Adventures in African Cooking: Liberian Pepper Sauce

I am writing this in withdrawal. It's been 5 days since I've allowed myself to eat hot peppers, the small bit off the end of a roasted hot pepper dipped in Thai sweet vinegar sauce last night notwithstanding. My stomach is feeling much better, thank you. I still deny any causation from the correlation hot pepper equals terminal belly pain, but my behavior has changed.

So, in my longing, I give you multiple variations on pepper sauce--that Liberian elixir that, when everything else in your meal is going very wrong, you can slather on in abundance and find comfort in the fact that yes, it is passably good and now you can eat it.

Here in Liberia, the predominant fresh peppers are Scotch bonnets with bird's eye around if you search a bit. For 100 L.D. (about $1.40) you can get about 3 cups of mostly green ones with some red thrown in. I like to sort out the slightly sweeter red ones, blitz them in the food processor and add vinegar, salt and sugar for an Asian-style pepper sauce.

There are as many variations on pepper sauce as there are people who love it too much. For example, my ladies in Robertsport boil the peppers first, then mash them, then fry them. The way I've written up here is easier and probably slightly hotter because you don't boil and drain the peppers. Do with them what you will, but don't blame me if you start to experience intense distress over liking something that causes so much pain...

Liberian hot pepper sauce

1 cup hot peppers, washed and dried, then sliced finely
2 cups onions, sliced
salt or a seasoning cube, if you're up for the MSG (and who here isn't?)
vegetable oil, about 1/4 cup (don't skimp. this will help preserve the pepper sauce and aid its sauce-like consistency)

Mix all the ingredients in a saucepan or a frying pan, stirring over low to medium heat until everything is cooked and smelling nicely. You might want to open the windows, as the steam from the cooking peppers will make you and everyone in your kitchen and perhaps your building cough violently (don't forget that people have called anti-terrorism squads in response to fumes from brewing pepper sauce). When the acrid and inflammatory fumes disperse and start smelling sweet, the sauce is ready to taste to adjust the seasoning.

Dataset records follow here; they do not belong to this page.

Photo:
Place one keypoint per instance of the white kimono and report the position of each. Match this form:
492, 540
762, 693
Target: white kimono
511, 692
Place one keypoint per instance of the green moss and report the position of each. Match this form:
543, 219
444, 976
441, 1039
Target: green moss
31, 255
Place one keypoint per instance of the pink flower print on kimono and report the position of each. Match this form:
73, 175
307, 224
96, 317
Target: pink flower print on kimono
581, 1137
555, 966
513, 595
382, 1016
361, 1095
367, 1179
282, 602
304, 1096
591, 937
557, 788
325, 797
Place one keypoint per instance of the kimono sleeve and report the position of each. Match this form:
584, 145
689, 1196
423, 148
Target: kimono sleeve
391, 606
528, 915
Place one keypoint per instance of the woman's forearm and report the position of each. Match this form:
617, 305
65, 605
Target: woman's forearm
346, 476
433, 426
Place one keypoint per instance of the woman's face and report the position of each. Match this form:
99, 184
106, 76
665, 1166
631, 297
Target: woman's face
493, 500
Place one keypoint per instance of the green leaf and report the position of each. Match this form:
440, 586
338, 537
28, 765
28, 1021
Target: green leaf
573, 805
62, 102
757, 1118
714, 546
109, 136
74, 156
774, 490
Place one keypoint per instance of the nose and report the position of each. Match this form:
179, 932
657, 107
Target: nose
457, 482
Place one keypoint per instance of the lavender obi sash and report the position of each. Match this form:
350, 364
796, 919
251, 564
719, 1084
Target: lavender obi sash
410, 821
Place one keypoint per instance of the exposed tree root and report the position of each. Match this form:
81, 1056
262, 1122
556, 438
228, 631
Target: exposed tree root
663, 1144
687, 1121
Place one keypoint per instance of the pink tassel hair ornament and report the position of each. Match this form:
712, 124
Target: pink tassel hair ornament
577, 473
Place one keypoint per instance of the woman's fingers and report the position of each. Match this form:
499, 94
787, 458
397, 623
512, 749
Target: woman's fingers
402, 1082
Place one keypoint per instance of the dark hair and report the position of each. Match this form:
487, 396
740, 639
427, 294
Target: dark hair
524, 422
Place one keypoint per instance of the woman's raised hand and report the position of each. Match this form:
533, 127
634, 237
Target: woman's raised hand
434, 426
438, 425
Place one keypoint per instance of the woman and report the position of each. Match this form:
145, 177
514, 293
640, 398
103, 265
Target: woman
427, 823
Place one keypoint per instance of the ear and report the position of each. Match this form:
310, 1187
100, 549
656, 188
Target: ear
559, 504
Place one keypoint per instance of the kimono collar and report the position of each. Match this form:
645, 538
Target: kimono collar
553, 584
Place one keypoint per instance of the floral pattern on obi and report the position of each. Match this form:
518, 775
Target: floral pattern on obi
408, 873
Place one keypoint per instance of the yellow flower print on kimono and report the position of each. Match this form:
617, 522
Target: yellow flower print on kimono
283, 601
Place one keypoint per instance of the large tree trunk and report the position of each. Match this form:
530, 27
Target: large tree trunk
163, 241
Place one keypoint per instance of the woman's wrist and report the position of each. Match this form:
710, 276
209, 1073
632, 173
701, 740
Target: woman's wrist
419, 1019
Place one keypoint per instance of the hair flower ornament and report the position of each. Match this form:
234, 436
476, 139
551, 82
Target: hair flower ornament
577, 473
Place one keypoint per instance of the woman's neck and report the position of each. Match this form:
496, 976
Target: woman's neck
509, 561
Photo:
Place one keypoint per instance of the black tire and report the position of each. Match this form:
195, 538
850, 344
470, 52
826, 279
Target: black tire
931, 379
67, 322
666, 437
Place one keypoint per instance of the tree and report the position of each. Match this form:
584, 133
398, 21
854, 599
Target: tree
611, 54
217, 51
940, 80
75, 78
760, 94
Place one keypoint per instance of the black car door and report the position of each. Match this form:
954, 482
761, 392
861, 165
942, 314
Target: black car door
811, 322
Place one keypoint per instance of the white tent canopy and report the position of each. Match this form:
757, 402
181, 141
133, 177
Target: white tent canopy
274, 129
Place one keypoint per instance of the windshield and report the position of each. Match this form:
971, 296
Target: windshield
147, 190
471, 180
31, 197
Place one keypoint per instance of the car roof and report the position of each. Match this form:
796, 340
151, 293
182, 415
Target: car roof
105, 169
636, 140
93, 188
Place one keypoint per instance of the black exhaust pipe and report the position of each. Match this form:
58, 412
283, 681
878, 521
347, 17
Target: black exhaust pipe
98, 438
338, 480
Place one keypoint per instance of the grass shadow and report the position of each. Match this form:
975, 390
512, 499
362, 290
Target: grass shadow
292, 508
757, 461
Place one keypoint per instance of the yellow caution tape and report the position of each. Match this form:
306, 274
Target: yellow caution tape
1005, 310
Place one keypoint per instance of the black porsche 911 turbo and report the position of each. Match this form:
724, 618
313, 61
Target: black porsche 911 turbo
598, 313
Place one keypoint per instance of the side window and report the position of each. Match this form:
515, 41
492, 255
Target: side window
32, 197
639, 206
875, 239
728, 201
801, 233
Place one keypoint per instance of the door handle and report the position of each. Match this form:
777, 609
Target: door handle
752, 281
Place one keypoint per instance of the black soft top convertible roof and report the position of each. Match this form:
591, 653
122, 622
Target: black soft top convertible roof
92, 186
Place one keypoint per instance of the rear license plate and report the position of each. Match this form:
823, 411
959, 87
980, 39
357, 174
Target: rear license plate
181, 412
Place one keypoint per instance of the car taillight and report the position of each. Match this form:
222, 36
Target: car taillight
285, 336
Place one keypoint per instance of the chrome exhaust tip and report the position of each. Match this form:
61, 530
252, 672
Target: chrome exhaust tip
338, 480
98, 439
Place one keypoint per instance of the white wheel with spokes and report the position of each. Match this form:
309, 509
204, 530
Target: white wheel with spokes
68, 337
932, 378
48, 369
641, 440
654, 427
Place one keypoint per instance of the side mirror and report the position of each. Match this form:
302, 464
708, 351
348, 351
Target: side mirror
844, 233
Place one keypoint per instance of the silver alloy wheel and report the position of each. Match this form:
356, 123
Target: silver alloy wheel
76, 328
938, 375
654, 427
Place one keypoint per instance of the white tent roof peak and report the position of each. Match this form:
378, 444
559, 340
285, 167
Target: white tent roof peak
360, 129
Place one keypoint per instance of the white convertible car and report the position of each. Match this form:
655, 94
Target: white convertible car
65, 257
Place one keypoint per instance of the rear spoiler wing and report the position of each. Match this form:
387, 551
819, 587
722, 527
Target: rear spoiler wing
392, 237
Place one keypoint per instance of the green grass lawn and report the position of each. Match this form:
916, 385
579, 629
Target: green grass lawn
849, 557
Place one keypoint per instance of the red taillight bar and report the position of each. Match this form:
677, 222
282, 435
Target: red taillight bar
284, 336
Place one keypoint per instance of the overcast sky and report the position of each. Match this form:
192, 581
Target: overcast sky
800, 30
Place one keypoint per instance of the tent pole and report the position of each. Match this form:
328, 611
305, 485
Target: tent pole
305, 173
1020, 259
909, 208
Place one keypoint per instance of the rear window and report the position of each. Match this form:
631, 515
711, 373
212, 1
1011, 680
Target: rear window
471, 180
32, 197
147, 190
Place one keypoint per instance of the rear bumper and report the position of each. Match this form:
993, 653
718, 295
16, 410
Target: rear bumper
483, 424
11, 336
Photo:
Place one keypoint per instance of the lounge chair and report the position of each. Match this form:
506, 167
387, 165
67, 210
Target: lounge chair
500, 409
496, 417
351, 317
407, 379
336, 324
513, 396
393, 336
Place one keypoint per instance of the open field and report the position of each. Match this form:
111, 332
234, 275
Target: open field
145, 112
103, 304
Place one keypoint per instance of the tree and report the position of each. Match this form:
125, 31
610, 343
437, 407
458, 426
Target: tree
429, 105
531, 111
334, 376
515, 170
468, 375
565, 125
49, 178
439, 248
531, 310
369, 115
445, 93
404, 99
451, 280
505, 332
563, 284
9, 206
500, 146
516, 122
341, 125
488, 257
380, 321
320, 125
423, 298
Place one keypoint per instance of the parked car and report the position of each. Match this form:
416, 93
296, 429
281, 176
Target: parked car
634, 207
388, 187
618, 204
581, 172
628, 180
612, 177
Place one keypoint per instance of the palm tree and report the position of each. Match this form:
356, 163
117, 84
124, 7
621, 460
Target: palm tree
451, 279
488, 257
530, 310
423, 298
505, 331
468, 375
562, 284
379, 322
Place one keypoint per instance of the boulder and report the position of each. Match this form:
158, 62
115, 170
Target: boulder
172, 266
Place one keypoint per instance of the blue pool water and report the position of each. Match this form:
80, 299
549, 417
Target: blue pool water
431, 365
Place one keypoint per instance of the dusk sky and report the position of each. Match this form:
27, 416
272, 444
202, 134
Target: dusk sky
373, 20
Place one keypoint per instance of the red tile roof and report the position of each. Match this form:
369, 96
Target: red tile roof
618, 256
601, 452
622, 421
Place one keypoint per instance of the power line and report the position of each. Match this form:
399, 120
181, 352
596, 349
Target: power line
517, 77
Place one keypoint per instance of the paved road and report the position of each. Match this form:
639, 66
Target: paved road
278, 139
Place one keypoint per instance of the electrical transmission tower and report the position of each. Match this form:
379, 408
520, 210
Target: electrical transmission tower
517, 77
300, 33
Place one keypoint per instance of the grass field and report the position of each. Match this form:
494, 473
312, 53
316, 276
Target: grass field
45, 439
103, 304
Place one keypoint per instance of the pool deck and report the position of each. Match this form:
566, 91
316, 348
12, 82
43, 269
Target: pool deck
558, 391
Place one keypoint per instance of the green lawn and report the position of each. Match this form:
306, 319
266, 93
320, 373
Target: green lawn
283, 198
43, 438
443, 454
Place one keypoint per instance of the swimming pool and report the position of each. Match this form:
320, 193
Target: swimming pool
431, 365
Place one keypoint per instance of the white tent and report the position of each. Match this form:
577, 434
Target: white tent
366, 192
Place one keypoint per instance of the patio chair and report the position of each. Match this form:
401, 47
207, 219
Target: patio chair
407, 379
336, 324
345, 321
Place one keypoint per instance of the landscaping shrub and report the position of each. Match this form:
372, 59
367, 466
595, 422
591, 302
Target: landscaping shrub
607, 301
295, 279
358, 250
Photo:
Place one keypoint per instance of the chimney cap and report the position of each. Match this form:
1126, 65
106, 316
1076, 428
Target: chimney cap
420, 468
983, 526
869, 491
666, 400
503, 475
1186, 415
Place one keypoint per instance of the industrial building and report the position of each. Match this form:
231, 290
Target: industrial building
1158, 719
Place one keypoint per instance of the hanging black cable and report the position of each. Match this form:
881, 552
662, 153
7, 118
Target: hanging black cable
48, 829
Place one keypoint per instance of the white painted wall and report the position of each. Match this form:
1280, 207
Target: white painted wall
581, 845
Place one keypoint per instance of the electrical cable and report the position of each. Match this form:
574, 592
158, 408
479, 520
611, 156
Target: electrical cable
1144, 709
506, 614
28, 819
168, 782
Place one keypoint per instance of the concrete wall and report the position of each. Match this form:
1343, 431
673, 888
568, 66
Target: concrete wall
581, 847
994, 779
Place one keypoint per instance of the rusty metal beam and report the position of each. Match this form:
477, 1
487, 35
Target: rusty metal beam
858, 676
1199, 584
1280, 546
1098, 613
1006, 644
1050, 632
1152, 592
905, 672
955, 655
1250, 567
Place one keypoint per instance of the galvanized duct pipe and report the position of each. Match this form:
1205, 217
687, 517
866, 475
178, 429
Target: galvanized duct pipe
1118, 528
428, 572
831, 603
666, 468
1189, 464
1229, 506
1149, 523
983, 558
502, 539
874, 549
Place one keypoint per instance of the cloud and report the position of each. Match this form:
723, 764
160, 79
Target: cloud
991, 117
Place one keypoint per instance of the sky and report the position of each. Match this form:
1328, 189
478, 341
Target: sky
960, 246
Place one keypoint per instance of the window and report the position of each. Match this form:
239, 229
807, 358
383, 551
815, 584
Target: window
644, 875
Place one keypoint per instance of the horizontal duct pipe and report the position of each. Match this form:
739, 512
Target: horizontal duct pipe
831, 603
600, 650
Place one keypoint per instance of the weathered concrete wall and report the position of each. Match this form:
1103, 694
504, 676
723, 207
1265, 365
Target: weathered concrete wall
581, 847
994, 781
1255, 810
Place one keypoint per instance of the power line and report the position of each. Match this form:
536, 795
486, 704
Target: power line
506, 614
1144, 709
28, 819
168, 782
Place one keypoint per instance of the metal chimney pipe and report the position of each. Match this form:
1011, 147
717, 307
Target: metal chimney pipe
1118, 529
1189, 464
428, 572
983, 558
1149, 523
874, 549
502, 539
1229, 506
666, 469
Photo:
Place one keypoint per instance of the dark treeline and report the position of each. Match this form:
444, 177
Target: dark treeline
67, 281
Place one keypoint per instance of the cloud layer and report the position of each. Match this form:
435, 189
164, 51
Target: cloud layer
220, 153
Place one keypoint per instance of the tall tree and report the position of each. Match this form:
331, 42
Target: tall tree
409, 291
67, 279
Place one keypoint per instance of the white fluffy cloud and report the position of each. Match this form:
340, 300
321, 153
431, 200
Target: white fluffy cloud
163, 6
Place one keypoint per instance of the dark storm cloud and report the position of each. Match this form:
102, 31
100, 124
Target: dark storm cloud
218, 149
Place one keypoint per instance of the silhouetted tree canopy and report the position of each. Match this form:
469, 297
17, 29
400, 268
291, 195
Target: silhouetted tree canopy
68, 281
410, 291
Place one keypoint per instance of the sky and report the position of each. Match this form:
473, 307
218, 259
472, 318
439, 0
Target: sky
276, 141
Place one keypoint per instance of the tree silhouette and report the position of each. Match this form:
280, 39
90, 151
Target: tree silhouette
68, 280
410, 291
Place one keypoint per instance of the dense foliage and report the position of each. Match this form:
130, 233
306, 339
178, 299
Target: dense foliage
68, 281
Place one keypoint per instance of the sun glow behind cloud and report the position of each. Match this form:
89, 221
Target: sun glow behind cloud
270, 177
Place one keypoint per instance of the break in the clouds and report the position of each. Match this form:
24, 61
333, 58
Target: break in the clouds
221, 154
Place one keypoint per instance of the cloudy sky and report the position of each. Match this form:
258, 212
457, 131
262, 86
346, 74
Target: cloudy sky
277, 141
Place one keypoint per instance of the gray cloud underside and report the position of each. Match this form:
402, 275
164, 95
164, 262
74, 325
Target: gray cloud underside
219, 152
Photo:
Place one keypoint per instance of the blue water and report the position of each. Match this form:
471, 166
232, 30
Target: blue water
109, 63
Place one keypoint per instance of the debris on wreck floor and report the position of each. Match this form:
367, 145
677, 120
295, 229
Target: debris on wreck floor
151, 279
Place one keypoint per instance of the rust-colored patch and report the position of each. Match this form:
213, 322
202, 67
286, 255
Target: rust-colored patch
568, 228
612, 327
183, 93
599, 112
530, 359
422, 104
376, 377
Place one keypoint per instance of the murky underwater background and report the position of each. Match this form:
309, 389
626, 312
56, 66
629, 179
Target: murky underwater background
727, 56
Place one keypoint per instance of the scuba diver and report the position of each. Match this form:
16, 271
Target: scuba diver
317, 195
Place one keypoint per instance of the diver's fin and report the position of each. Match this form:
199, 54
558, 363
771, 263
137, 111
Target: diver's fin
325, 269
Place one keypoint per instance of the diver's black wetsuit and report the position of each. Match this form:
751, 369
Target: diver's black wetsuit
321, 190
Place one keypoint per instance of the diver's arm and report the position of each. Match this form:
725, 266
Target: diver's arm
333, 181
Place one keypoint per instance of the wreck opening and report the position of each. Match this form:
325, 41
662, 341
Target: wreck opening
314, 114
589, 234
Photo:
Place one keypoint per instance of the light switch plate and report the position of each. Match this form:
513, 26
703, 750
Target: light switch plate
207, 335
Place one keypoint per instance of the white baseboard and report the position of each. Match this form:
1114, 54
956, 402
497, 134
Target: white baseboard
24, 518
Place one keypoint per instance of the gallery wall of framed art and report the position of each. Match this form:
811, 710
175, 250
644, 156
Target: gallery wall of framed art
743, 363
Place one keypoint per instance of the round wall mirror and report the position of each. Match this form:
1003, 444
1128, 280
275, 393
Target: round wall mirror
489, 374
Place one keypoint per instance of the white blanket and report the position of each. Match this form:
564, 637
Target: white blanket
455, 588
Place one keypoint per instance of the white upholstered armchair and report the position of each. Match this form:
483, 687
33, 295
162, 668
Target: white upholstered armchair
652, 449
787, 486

At this point, you can add a variety of ingredients: creamy peanut butter (a.k.a. ground pea butter), tomato paste (my favorite, creating a very spicy ketchup) or, if you're really brave, some mashed smoked fish.

Don't be shy to tell me what you think!

1 comment:

  1. I tasted this for the first time recently and it made everything I ate taste better. You've given me a starting point to recreate it and I could tell the one I tried had smoked fish in it so I'll definitely put some in. Thanks!